My Edward Bess products were brand new, in box, and nothing wrong with them.  The Nars products were all perfect, as well as the UD eye shadow sets.  I did end up giving the UD away to a family member though, turns out I don't actually wear most of the wild colors in them and I liked looking at it more than using it, lol, it needed a new home.  I don't buy anything that says it is "unboxed" though.  It needs to be in the original box, in new condition for me.  And I always google image search the product to read reviews/see what it looks like to make sure it matches what I see on their webpage.

I've never had any issues with them, nothing wrong with or missing/damaged in an order.  I get my confirmation emails promptly, and my order a few days later.  I've never had to contact the people running it, so I can't vouch for that area.  I also like to wait for their sales before buying from them.  They have good 20-30% off promo codes a lot.

The only thing I'm not happy with is they got rid of payment through Amazon checkout.  My first two orders they had that, but the third I had to pay through them/their website.  Seemed to go fine so far as I can tell.  This third order happened in the middle of their re-vamped site.  My password etc still works for my account with them.

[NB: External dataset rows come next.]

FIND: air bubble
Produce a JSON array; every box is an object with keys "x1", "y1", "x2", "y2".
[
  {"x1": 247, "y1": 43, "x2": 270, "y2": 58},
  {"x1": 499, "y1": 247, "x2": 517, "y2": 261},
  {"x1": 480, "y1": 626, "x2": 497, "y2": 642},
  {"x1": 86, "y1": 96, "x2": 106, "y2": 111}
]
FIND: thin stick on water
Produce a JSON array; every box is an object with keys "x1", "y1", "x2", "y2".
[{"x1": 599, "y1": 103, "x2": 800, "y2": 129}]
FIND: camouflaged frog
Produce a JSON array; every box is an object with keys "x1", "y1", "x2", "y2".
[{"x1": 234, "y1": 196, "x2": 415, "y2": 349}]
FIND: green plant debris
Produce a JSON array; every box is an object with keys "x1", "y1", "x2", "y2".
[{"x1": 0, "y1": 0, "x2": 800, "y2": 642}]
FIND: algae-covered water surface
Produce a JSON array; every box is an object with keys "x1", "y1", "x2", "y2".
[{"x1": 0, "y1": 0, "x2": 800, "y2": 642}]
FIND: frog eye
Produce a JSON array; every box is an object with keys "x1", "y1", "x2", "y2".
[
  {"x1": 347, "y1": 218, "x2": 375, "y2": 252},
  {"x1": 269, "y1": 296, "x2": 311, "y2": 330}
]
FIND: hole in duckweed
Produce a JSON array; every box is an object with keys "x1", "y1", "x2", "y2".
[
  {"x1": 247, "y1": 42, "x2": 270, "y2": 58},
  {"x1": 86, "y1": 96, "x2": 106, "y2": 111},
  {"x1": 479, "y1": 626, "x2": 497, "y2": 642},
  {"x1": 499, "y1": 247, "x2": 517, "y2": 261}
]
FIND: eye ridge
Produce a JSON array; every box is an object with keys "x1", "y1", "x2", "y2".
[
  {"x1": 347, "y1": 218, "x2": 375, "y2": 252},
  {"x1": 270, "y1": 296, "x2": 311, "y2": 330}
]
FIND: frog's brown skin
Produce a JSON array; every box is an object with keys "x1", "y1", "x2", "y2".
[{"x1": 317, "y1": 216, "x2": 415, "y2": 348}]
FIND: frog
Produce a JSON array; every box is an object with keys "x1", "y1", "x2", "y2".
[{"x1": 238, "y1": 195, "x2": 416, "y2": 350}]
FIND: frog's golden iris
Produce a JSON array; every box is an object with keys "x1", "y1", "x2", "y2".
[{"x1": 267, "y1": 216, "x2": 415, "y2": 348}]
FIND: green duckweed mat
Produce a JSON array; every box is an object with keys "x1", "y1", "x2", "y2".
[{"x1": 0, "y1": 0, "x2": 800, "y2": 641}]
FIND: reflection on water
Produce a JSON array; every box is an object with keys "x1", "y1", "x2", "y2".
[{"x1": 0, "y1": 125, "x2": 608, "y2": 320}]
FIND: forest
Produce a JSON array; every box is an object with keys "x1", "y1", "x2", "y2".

I don't really get the obsession with people's mac lemmings, I just don't get the hype.  But I've looked at, and considered buying, a few mac products from ACW... it doesn't seem like the prices are that good of a steal compared to just buying through mac etc.  I guess if it is limited and sold out...but I'd still not personally buy a limited product from an unknown source with the amount of fake goods by that brand going around.  Mac seems to be one of the worst ones for fakes.  It isn't worth it to save a couple dollars.  I look for better deals money wise, like a 26$ Nars lip gloss for 15$, and a 60$ Edward Bess face compact for 37$... mostly items still in production in stores, I'm just too cheap to pay so much unless I LOVE it already.  I've never received anything close to being expired from ACW.  Even the Tarte cheek stains that were greasy and melt-y weren't expired, just bad to begin with from the get-go by Tarte.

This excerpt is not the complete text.